Introduction

“Data is the fuel of the 21st Century”, said a wise person once. Today, we find LLMs being used in almost every aspect of our day-to-day lives, making this statement extremely timely. An average human being in this world is exposed to some sort of technology that derives insights from the activity performed by them over a while or based on the choices they make. Right from the moment you wake up and long until winding down your day, you see data everywhere.

When you realize that data has the power to shape the way you think, act and perform every day, you can either be scared about it, limiting your exposure or you can spend some time learning about how data works and how you can harness its power to make your life more comfortable.

To gain a deeper understanding of data and to explore ways to make tangible conclusions from the data that surrounds us every day, I tried to lay my foundations strong by taking this quite an amazing course on Coursera known as “Foundations: Data, Data, Everywhere”.


What to expect from the course?

This course is a part of the Google Data Analytics Professional Certificate, out of which this is the first module.

It aims to explain to the learners:

  • About the careers that data can offer.

  • The use of organizing, processing, and analyzing data and much more.

The main goal of this course is to build fundamentals about why is it important to learn about data, the pros of trying to understand the data and the cons of leaving the data unstructured and disorganized.

Furthermore, the instructors discuss the use of data analytics and how analyzing the data can impact the business in real time.


My Experience

  • In Week 1, the instructor introduces the learners to data analytics where he talks about the day-to-day use cases of data analytics. Then he also briefly touches on the phases involved in data analytics and the roadmap that lies ahead for someone who is trying to explore the field of data analytics.

    Data Analytics is the collection, transformation and organization of data to conclude, make predictions, and drive informed decision-making.

  • In Week 2 of this module, the instructor relates how he was able to notice a pattern in real life which helped him to make informed data-driven decisions. This is where he introduces the learners to analytical skills, analytical thinking and their aspects.

    Analytical skills are qualities and characteristics associated with solving problems using facts.

    • The instructor then dives deep into the five aspects of analytical skills, which are: curiosity, understanding context, having a technical mindset, data design, and data strategy. The way the instructor relates these five aspects to real-life scenarios makes it easier for the learner to understand and relate.

    • After having an understanding of analytical skills, the instructor then explains analytical thinking and its aspects deeply. Here he also talks about gap analysis and data-driven decision-making in detail.

    An easier way to think about analysis is turning data into insights.

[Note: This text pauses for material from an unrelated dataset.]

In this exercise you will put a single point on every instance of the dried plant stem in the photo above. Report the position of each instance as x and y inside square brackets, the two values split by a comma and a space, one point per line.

    • Throughout the module, learners are made to write a learning log, a place where they relate their understanding of the concepts to real-life scenarios. This will help the learners to identify the patterns within the data and come to conclusions to improve their understanding of the task at hand.
  • After understanding Data Analysis in Week 1 and getting a proper understanding of Analytical skills and thinking in Week 2, this is where we dive deep into understanding, visualizing and utilizing data. In Week 3, the learners are introduced to the life cycle of data. The goal of this Week is to understand how “Data Analysts bring data to life?”.

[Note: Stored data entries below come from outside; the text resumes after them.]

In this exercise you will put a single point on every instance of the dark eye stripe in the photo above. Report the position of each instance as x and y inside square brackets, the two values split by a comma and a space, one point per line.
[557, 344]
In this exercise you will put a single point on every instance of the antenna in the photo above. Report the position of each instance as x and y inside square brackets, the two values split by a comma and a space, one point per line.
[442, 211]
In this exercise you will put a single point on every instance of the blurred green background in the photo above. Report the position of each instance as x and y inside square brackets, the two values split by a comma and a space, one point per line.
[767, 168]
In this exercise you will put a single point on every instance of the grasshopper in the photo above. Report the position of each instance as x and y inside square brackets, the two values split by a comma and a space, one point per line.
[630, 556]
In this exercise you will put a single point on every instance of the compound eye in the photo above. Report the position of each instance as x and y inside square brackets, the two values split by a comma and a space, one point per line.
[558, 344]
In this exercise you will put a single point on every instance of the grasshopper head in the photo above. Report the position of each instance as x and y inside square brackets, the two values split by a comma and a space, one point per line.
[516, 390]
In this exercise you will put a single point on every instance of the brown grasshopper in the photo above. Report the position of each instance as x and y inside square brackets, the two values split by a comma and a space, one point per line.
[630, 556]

    • The instructor talks in detail stages of the data life cycle which are: Plan, Capture, Manage, Analyze, Archive, and Destroy. The Self-Reflection assignments that are placed within every week’s learning material help the learner to keep track of their journey.

    • This course also explores the tools that are used by Data Analysts to determine the patterns within the data. This makes the learners realize the importance of choosing the right tool for the right job. This course also briefly looks into the tools such as Spreadsheets, Query languages, and Visualisation Tools.

  • In Week 4, we talk business, that is, we talk about the “ins and outs of core data tools”. This Week introduces the Key Data Analyst tools which are Spreadsheets(Excel or Google), SQL, and Data Visualisation. There were Knowledge Tests after every course helping the learners to retain whatever they have learned.

  • In the final week, Week 5, the instructor goes on to tell the viewers about the job of a data analyst, the power of data in business and how data analysts are useful throughout the ecosystem.

    • In the end, the learners are introduced to many real-life people who deal with huge data sets and provide solutions to business problems in the field and how they rely on unbiased data to make a decision.

Conclusion

Data analytics is something that is becoming popular day by day especially when we are relying so much on data to lead our lives properly. Data analytics is indeed a burgeoning field, integral to our data-driven lives. In the journey to master this craft, this course stands as an invaluable stepping stone. In my opinion, this course is the best way for someone new to the field to begin their career. This course was taught by fantastic instructors who explained concepts with incredible precision. The course was a great experience for me, and I recommend it to anyone new to this field.